Figure 4. The two-wattmeter method of three-phase power measurement is most often used. It is suitable for Y-connected or Δ-connected, balanced or unbalanced loads. The load power is the sum of the meter readings. Image used courtesy of Amna Ahmad
The wattmeter current coils are each connected in series with one line, and the voltage coils are commoned at the remaining line, as illustrated. If the load is Y-connected, the instantaneous power dissipations in each phase can be written in terms of the instantaneous phase current and instantaneous phase voltage.
PA = (instantaneous phase current) × (instantaneous phase voltage)
PA = [line current(iA)] × [line-to-neutral voltage(vAN)]
PA = iAvAN = iAvAa
PB = iBvBN = iBvBb
PC = iCvCN = iCvCc
The total instantaneous power is
P = iAvAa + iBvBb + iCvCc (1)
The instantaneous current in meter W1 is iA and the instantaneous voltage across the voltage coil of W1 is (VAN-VBN). Similarly, the instantaneous quantities for W2 are ic and (VCN-VBN). So, the instantaneous powers measured by each of these instruments are
P1 = iA(vAa - vBb)
P2 = iC(vCc - vBb)
The sum of P1 and P2 is
P = iA(vAa-vBb) + iC(vCc - vBb) = iAvAa - iAvBb + iCvCc - iCvBb = iAvAa + iCvCc - vBb(iA + iC) (2)
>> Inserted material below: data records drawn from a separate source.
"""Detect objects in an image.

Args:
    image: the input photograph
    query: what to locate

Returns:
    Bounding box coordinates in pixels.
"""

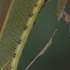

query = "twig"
[25,29,57,70]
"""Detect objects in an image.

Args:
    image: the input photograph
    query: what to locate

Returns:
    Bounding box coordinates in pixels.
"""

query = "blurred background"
[18,0,70,70]
[0,0,70,70]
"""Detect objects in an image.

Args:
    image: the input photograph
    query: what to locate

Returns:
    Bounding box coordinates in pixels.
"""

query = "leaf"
[0,0,44,70]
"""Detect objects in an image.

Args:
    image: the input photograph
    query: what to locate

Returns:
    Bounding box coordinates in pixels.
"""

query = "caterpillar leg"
[43,0,52,7]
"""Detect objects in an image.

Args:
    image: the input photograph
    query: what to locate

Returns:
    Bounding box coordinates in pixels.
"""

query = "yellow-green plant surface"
[0,0,44,70]
[0,0,67,70]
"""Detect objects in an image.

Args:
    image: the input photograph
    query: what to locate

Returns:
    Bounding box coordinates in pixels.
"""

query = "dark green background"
[18,0,70,70]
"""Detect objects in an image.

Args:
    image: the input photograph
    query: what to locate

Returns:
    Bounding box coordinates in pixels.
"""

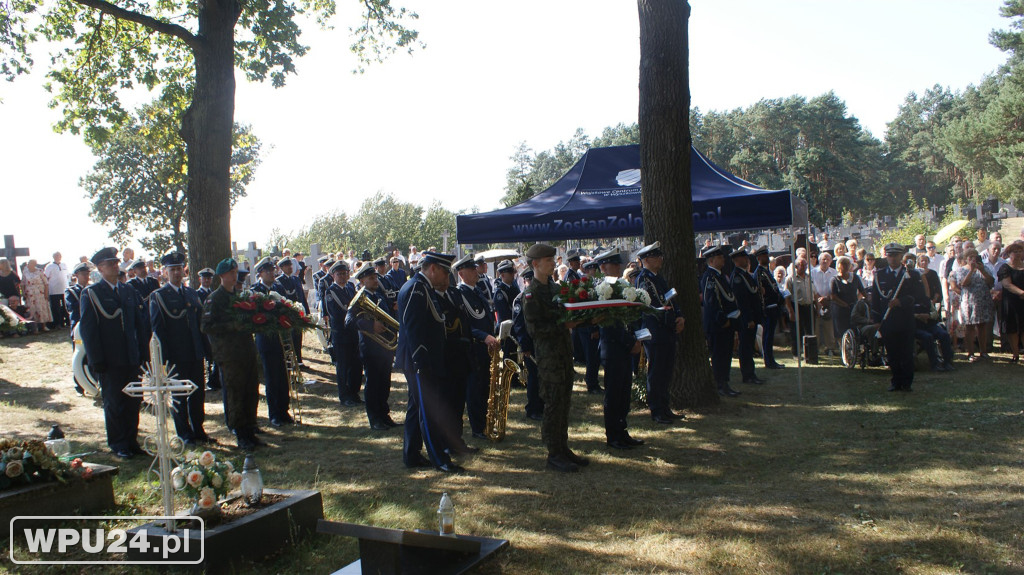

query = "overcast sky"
[0,0,1009,261]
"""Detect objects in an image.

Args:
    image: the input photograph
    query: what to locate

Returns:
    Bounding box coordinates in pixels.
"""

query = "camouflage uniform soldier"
[202,258,265,449]
[522,244,590,472]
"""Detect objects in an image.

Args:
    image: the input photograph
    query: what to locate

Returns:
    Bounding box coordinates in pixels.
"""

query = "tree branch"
[74,0,202,49]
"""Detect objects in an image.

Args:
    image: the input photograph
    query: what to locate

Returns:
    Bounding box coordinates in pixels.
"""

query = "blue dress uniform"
[453,256,495,439]
[276,258,309,365]
[127,258,160,302]
[871,244,920,391]
[636,241,681,424]
[730,247,764,384]
[700,246,739,397]
[512,268,544,422]
[345,264,396,431]
[395,252,469,472]
[594,248,643,449]
[324,262,362,407]
[754,246,785,369]
[252,258,293,428]
[79,248,151,458]
[150,252,210,445]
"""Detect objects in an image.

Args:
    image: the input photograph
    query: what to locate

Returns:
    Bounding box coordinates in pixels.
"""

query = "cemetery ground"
[0,333,1024,574]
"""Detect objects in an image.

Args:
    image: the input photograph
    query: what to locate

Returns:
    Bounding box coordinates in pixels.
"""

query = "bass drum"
[71,325,100,397]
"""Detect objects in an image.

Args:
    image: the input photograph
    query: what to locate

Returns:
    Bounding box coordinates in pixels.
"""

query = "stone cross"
[0,235,29,270]
[123,336,199,532]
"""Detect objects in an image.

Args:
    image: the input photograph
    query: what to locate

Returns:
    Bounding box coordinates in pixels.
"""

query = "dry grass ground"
[0,334,1024,574]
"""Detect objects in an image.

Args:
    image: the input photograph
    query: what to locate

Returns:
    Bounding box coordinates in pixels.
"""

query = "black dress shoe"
[434,463,466,473]
[548,455,580,473]
[404,453,434,470]
[564,450,590,468]
[623,435,643,445]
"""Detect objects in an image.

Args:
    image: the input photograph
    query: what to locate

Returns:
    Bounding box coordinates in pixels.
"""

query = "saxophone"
[483,319,519,442]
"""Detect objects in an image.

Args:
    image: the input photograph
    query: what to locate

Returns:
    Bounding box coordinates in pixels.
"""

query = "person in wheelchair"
[850,300,884,367]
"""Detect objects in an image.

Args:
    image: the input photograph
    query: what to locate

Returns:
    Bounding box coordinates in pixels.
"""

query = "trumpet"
[348,288,398,351]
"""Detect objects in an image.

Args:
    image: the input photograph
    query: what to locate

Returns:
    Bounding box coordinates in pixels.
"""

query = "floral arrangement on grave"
[171,451,242,510]
[0,439,92,491]
[0,304,29,336]
[554,276,662,325]
[229,292,316,334]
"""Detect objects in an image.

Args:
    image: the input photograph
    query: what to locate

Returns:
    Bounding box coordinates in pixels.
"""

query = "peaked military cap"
[524,244,558,259]
[452,255,476,271]
[700,246,729,260]
[330,260,348,275]
[355,262,377,279]
[253,257,273,273]
[89,248,119,265]
[420,252,455,269]
[637,241,664,260]
[215,258,242,276]
[885,241,906,256]
[594,248,624,265]
[160,252,185,267]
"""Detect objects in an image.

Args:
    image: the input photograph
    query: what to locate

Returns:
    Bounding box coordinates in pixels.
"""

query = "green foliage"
[80,102,260,254]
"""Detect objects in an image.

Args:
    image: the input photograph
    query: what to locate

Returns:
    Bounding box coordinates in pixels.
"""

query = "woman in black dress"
[996,242,1024,362]
[831,256,866,342]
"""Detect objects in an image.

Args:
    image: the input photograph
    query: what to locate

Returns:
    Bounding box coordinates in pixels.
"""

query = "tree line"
[502,0,1024,225]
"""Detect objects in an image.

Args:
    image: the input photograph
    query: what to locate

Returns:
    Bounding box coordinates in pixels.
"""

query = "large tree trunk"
[181,0,241,285]
[637,0,719,409]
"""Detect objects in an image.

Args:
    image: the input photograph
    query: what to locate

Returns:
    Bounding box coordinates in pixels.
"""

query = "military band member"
[395,252,469,473]
[572,260,604,395]
[324,261,362,407]
[729,247,765,385]
[65,262,92,395]
[594,248,643,449]
[252,258,295,428]
[512,268,544,422]
[202,258,265,449]
[278,258,309,367]
[345,262,398,431]
[79,248,151,459]
[150,252,211,445]
[128,258,160,303]
[754,246,785,369]
[522,244,590,473]
[636,241,686,425]
[700,246,739,397]
[871,242,920,392]
[452,255,499,439]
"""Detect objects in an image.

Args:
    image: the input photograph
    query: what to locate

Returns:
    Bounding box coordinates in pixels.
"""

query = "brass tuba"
[483,319,519,441]
[348,288,398,351]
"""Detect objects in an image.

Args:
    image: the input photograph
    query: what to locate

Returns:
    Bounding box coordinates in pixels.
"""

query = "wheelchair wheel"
[840,329,860,369]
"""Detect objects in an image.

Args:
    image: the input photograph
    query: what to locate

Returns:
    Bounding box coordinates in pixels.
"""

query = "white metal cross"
[124,336,199,531]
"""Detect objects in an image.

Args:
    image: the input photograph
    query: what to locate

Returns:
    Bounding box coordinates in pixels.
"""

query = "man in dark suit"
[345,262,398,431]
[150,252,211,445]
[79,248,151,459]
[395,252,469,473]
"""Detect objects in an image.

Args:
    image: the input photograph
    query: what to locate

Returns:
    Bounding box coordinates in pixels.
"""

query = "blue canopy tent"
[456,145,807,244]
With balanced or unbalanced loads, the algebraic sum of the currents at the neutral point of a Y-connected load must be zero (for a three-wire supply).
iA + iB + iC = 0
iA + iC =- iB (3)
substituting from Equation (3) into Equation (2)
P = iAvAa + iCvCc + iBvBb (4)
Equation (4) is identical to Equation (1), showing that the sum of the instantaneous powers measured by the two wattmeters is equal to the total instantaneous power dissipated in the load. A wattmeter indicates the average of the instantaneous power dissipations in a load. Consequently, the sum of the two wattmeter readings is the average power dissipated in the three-phase load.
It can also be shown that for a Δ-connected load, the two wattmeters indicate the total power dissipated. In this case, the wattmeter current coils carry instantaneous currents of (iA - ic) and (ic - iB). The voltage coil instantaneous potential differences are –vAa and -vBb. The sum of the meter readings is:
P = vAa (iA - iC) - vBb(iC - iB) = vAaiA + vBbiB - iC(vAa + vBb)
For a Δ-connected system, there is no circulating current, and
vAa + vBb + vCc = 0
vAa + vBb =- vCc
P = vAaiA + vBbiB + vCciC (5)
Equation (5) is, once again, the same as Equation (1), showing that the sum of the meter readings gives the total load power. It is seen that the two-wattmeter method measures the power delivered to a three-phase load, whether the load is Y- or Δ-connected, balanced or unbalanced.
The phase angle between the voltage and current applied to the wattmeter may be greater than 90°. In this case, Cosϕ is a negative quantity, and the wattmeter reading will be a negative quantity. To obtain a positive deflection, the terminal connections of the wattmeter voltage (or current) coil should be reversed. The meter reading must then be recorded as a positive quantity.